Selon le Plan de relèvement et de consolidation de la paix préparé par Bangui, « avec un gros appui de la Banque mondiale et de l’UE pour présenter quelque chose de concret et de défendable », indique un observateur sur place, 430 millions d’euros devraient être affectés à « la restauration de la paix, de la sécurité et la réconciliation » à travers des programmes de désarmement et de réinsertion des combattants, de réforme des forces armées et des institutions judiciaires ; 1,24 milliard d’euros devrait être consacré au redéploiement de l’administration, à la fourniture des services de base (éducation, santé, eau) et au « renforcement de la bonne gouvernance » ; enfin 1,14 milliard d’euros devrait être destiné à la relance économique.
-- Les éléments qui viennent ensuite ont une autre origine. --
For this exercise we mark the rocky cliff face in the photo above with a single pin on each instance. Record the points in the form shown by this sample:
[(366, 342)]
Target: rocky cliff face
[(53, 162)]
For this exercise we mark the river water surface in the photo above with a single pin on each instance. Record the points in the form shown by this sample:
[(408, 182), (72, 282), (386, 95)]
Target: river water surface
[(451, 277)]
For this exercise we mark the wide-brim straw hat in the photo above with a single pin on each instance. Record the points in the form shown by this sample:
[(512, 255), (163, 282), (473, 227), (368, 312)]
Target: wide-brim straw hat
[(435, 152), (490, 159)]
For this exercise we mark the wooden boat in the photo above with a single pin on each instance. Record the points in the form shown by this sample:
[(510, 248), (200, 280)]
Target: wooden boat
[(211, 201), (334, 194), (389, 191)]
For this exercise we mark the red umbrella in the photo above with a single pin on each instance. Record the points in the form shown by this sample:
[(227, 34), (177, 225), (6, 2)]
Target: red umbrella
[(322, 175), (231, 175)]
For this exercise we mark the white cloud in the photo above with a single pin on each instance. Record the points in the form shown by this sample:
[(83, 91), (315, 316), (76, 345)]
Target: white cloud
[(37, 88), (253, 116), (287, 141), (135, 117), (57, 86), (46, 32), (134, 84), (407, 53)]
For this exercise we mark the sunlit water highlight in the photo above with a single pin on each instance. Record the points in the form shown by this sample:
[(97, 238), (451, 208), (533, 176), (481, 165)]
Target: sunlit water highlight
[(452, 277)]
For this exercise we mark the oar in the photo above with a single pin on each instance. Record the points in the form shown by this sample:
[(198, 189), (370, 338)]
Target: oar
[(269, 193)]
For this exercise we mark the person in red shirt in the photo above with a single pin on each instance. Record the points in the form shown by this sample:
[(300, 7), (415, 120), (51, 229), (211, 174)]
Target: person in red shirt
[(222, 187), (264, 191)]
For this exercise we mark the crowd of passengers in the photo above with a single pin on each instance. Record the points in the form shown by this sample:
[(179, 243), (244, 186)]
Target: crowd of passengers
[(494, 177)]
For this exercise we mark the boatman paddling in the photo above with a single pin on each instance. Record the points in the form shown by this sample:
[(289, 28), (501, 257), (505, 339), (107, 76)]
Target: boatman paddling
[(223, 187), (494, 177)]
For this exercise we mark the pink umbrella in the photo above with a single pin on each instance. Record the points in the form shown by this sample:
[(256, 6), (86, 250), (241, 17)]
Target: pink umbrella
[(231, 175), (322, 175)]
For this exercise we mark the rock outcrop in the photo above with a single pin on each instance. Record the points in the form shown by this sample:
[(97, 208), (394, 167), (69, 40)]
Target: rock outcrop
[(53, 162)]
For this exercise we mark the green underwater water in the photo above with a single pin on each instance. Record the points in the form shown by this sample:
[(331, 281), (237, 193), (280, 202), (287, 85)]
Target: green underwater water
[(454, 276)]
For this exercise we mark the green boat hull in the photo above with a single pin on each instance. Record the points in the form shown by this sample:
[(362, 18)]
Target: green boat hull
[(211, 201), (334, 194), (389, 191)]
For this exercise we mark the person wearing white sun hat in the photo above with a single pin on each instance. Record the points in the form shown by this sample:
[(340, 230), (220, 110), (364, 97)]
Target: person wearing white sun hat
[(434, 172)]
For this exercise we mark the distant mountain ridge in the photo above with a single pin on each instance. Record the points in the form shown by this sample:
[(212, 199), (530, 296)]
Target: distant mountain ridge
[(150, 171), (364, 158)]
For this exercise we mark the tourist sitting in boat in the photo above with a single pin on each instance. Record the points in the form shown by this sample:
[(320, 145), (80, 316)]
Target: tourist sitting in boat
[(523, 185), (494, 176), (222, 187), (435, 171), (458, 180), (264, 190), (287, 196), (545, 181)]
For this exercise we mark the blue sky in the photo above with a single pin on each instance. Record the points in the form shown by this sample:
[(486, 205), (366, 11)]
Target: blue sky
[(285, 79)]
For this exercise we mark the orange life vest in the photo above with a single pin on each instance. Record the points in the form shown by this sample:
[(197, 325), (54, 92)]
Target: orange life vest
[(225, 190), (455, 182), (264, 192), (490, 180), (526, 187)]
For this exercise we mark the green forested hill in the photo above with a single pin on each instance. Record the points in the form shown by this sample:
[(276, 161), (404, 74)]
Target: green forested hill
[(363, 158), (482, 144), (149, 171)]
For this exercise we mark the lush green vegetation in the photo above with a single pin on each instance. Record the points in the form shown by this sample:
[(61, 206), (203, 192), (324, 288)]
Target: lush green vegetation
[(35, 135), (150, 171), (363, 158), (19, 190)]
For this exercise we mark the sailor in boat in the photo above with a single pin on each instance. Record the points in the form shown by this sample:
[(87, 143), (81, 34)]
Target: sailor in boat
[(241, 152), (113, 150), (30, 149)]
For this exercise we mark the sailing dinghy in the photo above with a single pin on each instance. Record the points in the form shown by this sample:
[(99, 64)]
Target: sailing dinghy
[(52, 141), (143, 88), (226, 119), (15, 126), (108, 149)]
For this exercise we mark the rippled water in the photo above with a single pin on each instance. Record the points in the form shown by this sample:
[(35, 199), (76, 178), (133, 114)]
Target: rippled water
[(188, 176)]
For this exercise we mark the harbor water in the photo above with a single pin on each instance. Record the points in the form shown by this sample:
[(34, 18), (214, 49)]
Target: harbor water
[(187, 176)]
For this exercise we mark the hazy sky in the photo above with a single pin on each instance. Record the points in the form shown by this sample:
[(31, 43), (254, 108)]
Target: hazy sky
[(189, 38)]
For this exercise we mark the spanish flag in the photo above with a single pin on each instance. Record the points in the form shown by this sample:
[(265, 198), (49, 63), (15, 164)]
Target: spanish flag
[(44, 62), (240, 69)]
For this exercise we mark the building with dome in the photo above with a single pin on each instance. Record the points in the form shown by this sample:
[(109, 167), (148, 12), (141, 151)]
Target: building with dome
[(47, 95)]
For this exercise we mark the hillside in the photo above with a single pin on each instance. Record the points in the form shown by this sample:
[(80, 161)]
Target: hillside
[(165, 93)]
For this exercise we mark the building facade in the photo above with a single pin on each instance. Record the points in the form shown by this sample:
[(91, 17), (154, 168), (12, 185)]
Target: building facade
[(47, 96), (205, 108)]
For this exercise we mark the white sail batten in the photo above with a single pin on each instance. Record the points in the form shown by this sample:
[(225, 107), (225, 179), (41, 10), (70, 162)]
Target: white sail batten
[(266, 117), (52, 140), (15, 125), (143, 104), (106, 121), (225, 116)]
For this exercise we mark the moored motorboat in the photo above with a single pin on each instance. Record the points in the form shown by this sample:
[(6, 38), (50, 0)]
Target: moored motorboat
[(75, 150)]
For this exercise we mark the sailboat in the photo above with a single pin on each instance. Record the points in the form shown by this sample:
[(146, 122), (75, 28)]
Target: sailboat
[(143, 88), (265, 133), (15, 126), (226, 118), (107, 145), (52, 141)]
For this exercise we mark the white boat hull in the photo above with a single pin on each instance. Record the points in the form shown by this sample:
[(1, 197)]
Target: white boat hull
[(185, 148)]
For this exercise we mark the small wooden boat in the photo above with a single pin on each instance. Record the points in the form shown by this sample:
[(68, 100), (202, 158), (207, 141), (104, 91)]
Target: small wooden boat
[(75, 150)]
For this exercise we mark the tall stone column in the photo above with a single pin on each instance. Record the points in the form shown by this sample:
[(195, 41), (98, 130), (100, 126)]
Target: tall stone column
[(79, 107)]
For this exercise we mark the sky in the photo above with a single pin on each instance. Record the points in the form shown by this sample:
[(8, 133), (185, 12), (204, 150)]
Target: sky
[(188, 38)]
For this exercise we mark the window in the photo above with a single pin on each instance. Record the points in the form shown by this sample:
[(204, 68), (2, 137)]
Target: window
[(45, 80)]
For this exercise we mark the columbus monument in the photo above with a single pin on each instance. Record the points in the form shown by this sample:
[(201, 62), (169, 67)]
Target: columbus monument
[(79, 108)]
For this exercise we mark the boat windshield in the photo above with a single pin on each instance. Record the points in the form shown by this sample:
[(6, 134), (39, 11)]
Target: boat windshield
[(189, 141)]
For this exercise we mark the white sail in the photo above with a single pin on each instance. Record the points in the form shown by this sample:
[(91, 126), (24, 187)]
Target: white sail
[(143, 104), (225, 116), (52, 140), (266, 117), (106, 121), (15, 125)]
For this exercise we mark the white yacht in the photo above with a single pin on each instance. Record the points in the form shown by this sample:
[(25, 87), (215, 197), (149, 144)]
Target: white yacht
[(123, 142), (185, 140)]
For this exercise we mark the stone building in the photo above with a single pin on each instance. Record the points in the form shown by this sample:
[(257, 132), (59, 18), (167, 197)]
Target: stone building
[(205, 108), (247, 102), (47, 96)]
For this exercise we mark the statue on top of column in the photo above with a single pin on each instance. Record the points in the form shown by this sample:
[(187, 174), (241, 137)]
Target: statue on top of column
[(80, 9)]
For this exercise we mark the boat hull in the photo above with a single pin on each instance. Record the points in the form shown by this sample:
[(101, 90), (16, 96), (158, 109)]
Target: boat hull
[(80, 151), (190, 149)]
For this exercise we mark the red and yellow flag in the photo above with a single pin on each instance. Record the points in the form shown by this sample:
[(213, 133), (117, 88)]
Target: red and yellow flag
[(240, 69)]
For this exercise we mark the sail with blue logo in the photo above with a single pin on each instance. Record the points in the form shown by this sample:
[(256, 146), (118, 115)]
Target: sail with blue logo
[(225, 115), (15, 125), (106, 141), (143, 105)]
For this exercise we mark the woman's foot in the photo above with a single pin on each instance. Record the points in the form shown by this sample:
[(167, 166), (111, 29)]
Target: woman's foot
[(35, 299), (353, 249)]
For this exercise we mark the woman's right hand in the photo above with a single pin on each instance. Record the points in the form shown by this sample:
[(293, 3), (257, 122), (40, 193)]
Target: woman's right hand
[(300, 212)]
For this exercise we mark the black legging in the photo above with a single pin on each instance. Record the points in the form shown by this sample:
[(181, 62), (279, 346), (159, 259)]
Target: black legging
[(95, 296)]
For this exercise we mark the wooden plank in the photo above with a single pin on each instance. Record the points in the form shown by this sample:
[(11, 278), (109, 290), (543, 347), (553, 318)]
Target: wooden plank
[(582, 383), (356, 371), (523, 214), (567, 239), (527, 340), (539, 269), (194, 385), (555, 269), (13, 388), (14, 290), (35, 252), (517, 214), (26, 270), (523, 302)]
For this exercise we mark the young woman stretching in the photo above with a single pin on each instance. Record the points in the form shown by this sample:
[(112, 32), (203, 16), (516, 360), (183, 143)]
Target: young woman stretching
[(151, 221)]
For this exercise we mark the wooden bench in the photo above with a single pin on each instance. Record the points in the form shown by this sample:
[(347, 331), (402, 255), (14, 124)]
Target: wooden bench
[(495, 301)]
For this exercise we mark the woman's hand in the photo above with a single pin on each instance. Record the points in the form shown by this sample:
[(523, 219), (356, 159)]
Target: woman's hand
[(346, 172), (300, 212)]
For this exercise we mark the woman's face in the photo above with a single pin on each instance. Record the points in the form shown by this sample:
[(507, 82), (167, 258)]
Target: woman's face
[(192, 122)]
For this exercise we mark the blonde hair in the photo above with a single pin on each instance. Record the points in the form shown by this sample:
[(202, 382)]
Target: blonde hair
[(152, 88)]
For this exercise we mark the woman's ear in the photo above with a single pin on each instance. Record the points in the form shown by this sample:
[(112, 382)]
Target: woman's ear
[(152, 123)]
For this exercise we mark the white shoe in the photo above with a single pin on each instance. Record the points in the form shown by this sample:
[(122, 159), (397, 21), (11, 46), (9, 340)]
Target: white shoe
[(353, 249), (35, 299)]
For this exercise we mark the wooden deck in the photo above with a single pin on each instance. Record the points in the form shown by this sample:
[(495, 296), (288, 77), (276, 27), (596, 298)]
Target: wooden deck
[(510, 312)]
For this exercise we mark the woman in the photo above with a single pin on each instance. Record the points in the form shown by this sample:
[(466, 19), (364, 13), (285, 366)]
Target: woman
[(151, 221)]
« Je pense que les partenaires vont se montrer disponibles. Soyons optimistes ! », déclare depuis Bruxelles un ministre du gouvernement centrafricain qui révèle que près d’un milliard a déjà été promis par la Banque mondiale lors du déplacement du président Touadéra à Washington fin septembre. « Nous sommes confiants pour les annonces », abonde un diplomate sous couvert d’anonymat avant de situer ses inquiétudes : « Le risque, c’est après. Etant donné les faibles capacités du gouvernement pour absorber les fonds et le temps de décaissement, ces promesses risquent de fragiliser le chef de l’Etat, car les projets n’aboutiront pas à des résultats avant plusieurs mois et la vie des Centrafricains ne va pas changer aussitôt », analyse-t-il. Puis de conclure : « Il y a un vrai danger que cela n’encourage de nouvelles contestations. »

Le 24 octobre, les milices anti-Balaka, avec le concours d’organisations de la société civile et le soutien d’une partie de la population, avaient effectué une démonstration de force en imposant une journée « ville morte » dans la capitale. « Les jeunes sans emploi et sans éducation représentent la majorité de la population. Ils sont facilement manipulables par des acteurs politiques ou politico-militaires qui vont leur faire croire qu’une manne vient de tomber sur notre pays », ajoute un ministre également soucieux des conséquences immédiates de ce rendez-vous crucial pour le redressement de son pays, où près de la moitié des 4,5 millions des ressortissants demeure dépendante de l’assistance humanitaire et 850 000 personnes sont déplacées ou réfugiées.

Aucune initiative majeure

A la veille de la conférence, des ONG comme Action contre la faim ou le Comité norvégien des réfugiés ont d’ailleurs fait part de leur inquiétude alors que moins du tiers des 496 millions d’euros requis pour l’assistance humanitaire en 2016 ont été débloqués par les bailleurs. « Après la tenue d’élections démocratiques en 2016, certains acteurs ont commencé à parler d’une normalisation de la situation après des années de violences. Un discours inquiétant qui semble vouloir justifier le mouvement progressif vers le développement au détriment de l’humanitaire et qui est déjà amorcé par les gouvernements, donateurs et agences qui sont intervenus au plus fort de la crise », s’alarme pour sa part Médecins sans frontières alors que la Centrafrique est « toujours prisonnière d’une spirale persistante de violence ».

En effet, l’opération militaire française « Sangaris » s’est officiellement clôturée fin octobre alors que l’empreinte des groupes armés, anti-Balaka et ex-Séléka, continue de s’étendre sur le pays. « Une partie des ex-Séléka de Bambari est redescendue vers le sud. Ces dernières semaines, ils ont multiplié par cinq le montant des taxes qu’ils prélèvent à la frontière congolaise. Vers Bouca et Bossangoa, des anti-Balaka, sans doute en lien avec Francis Bozizé – le fils de François Bozizé et ex-ministre de la défense – se sont réactivés », prévient une source humanitaire. Face à ce regain de violence, le président Touadéra apparaît jusqu’ici désarmé et apathique. Que ce soit dans la mise en œuvre d’une politique claire à l’égard des groupes armés, la réforme des forces de sécurité, de la justice, ou la lutte contre la corruption, le chef de l’Etat centrafricain n’a lancé, plus de sept mois après sa prise de fonction, aucune initiative majeure.